Gegen diesen Bescheid richtet sich die vorliegende, nach Ablehnung ihrer Behandlung durch den Verfassungsgerichtshof dem Verwaltungsgerichtshof abgetretene Beschwerde.
Der Verwaltungsgerichtshof hat erwogen:
§ 5 Abs. 1 AufG lautete:
"§ 5. (1) Eine Bewilligung darf Fremden nicht erteilt werden, bei denen ein Sichtvermerksversagungsgrund (§ 10 Abs. 1 FrG) vorliegt, insbesondere aber, wenn deren Lebensunterhalt oder eine für Inländer ortsübliche Unterkunft in Österreich für die Geltungsdauer der Bewilligung nicht gesichert ist."
§ 10 Abs. 1 Z. 4 und § 19 FrG lauteten:
"§ 10. (1) Die Erteilung eines Sichtvermerkes ist zu versagen, wenn
...
4. der Aufenthalt des Sichtvermerkswerbers die öffentliche Ruhe, Ordnung oder Sicherheit gefährden würde;
§ 19. Würde durch eine Ausweisung gemäß § 17 Abs. 1 oder ein Aufenthaltsverbot in das Privat- oder Familienleben des Fremden eingegriffen, so ist ein solcher Entzug der Aufenthaltsberechtigung nur zulässig, wenn dies zur Erreichung der in Art. 8 Abs. 2 der Konvention zum Schutze der Menschenrechte und Grundfreiheiten genannten Ziele dringend geboten ist."

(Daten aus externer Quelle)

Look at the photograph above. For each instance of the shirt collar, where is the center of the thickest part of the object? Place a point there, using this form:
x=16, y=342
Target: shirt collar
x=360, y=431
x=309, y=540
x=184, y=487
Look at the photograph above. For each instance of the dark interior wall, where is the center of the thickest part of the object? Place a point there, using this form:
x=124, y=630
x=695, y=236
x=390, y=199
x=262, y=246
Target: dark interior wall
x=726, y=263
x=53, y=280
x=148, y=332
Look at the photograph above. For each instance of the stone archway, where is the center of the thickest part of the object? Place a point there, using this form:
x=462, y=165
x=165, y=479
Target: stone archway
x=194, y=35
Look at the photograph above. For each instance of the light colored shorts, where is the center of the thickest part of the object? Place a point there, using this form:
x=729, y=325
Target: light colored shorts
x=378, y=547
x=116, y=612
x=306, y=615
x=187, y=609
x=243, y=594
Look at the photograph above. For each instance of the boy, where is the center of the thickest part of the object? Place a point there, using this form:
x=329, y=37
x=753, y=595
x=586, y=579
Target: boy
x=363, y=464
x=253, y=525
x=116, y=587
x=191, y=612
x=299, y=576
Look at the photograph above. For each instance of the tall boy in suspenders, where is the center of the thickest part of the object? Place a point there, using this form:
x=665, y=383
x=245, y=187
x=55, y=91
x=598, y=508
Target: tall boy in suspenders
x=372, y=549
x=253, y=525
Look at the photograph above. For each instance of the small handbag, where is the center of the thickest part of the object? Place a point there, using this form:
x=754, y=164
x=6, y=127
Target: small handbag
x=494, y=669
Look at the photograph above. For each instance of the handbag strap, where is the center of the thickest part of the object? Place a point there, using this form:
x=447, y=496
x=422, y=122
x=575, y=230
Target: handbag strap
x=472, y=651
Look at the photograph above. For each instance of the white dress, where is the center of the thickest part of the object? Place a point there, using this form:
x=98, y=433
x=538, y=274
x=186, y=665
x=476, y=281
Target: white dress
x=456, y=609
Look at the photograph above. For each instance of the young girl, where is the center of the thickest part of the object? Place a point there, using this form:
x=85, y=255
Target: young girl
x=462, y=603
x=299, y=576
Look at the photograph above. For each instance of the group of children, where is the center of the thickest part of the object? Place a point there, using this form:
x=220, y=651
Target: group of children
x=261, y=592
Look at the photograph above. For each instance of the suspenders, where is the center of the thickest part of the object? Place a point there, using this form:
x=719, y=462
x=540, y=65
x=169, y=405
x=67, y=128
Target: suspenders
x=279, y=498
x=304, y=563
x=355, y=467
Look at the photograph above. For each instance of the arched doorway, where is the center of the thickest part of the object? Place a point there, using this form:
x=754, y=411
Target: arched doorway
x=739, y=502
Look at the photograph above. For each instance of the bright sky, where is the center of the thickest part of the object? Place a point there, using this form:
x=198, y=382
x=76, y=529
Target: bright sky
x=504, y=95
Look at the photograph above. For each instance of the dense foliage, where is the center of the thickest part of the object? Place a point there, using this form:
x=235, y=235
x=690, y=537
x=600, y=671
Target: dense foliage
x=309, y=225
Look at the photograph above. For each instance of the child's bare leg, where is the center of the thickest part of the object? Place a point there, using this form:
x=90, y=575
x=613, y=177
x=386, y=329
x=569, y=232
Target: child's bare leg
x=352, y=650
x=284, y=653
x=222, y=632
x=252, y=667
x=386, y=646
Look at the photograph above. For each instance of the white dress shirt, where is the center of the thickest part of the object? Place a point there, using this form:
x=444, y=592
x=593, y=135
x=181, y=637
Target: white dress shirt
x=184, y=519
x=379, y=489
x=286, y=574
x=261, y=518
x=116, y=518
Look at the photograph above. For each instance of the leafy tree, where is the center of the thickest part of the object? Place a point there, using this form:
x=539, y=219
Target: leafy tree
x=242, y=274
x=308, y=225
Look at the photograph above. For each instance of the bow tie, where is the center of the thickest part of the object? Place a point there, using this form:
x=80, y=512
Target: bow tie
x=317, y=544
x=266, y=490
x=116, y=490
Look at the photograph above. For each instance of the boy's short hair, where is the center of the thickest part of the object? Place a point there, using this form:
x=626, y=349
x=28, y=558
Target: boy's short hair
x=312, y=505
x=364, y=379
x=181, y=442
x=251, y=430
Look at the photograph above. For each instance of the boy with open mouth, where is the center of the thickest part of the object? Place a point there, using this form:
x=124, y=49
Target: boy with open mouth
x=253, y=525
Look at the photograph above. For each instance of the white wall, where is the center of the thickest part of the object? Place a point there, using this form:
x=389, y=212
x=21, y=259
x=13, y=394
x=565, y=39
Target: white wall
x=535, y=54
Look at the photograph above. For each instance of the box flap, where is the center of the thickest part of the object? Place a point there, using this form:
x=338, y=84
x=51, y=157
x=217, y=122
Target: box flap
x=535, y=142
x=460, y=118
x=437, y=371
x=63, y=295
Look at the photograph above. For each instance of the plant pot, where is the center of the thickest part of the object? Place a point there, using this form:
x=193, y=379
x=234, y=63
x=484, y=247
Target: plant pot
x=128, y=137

In der Beschwerde bleibt die erkennbare Annahme der belangten Behörde, daß die vom Beschwerdeführer mit einer österreichischen Staatsbürgerin geschlossene und für nichtig erklärte Ehe ausschließlich zum Zweck der Erlangung fremdenrechtlich bedeutsamer Berechtigungen eingegangen worden sei, unbestritten. Diese Annahme wird auch durch die im Akt befindliche Kopie des Urteiles des Bezirksgerichtes Hernals bestätigt.
Nach ständiger Rechtsprechung des Verwaltungsgerichtshofes stellt eine Eheschließung ausschließlich zwecks Beschaffung fremdenrechtlich bedeutsamer Berechtigungen einen Rechtsmißbrauch und solcher Art ein Verhalten dar, welches den Schluß rechtfertigt, daß der (weitere) Aufenthalt des Fremden die öffentliche Ordnung gefährden würde (vgl. das hg. Erkenntnis vom 14. Dezember 1995, Zl. 95/19/1346). Daß aber im Beschwerdefall eine rechtsmißbräuchliche Eingehung der Ehe als erwiesen und deshalb der Tatbestand des § 10 Abs. 1 Z. 4 FrG in Ansehung der Gefährdung der öffentlichen Ordnung als verwirklicht anzusehen sei, wurde in der Begründung des angefochtenen Bescheides zutreffend und mit hinlänglicher Deutlichkeit zum Ausdruck gebracht.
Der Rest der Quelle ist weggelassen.